By Daniel Hunter
Official figures published later this week are expected to show real wages growing at their fastest rate since October 2007, according to new analysis published today (Monday) by the independent think-tank the Resolution Foundation.
The analysis, which models recent labour market data to forecast short-term trends in pay, predicts that average weekly earnings growth will jump upwards to an annual rate of between 2.5 and 2.6 per cent in Feb-April 2015 (compared to 2.2 per cent in Jan-March). This, combined with inflation falling to -0.1 per cent in April, means that real wages rose by 2.5-2.7 per cent — their fastest rate since October 2007 (when average pay rose by 2.5 per cent).
Growth in average earnings in the private sector is expected to increase to 3.0-3.2 per cent in Feb-April — the highest real terms growth since September 2007 (3.2 per cent).
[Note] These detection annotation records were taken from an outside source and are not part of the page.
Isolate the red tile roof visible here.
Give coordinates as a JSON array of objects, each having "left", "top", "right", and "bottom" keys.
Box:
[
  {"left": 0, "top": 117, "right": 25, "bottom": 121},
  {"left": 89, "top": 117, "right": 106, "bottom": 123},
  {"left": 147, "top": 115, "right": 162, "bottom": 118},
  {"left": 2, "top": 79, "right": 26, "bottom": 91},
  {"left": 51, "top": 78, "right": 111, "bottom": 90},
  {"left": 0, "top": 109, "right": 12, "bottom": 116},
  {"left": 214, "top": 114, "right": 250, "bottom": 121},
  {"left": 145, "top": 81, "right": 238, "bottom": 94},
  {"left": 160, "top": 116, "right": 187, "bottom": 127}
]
However, the Foundation expects real wage growth to level out in May if inflation edges up and notes that, according to the Bank’s latest forecast, real wage growth will be lower at the end of the year as inflation starts to return.
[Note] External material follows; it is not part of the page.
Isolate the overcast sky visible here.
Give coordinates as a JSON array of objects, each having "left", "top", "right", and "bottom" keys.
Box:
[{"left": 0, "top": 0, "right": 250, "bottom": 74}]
The return of respectable real wage growth is desperately needed, says the Foundation, following the UK’s six-year pay squeeze. It adds that average weekly earnings are still lower than they were a decade ago — and are around £100 a week lower than they might have been in the absence of the downturn.
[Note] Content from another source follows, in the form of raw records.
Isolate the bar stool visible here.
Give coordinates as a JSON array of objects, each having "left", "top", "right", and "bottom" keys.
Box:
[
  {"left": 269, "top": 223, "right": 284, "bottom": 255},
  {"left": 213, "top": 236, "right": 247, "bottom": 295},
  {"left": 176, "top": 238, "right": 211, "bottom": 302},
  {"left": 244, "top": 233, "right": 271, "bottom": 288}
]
Given that inflation will inevitably start to pick up again, even if it remains low, the Foundation says that nominal earnings growth must increase further still if the UK’s real pay revival is to be sustained. It argues that rising productivity holds the key to bigger pay packets over the long term, and has called on the Chancellor to set out practical steps for boosting it.
Matthew Whittaker, Chief Economist at the Resolution Foundation, said:
“The good news is that real wages are now — finally — growing at a respectable rate by historical standards. The bad news is that this only appears to be happening because of inflation falling to unprecedented levels.
“Normally we’d have expected wages to grow at this rate far earlier on in a recovery, so there is an enormous amount of ground to make up. We need to see real wage growth sustained at this rate year on year.
“Ultimately, rising productivity will determine the strength of pay packets over the long-term, and tackling Britain’s productivity problems should be the Chancellor’s top priority in the run-up to the Budget.”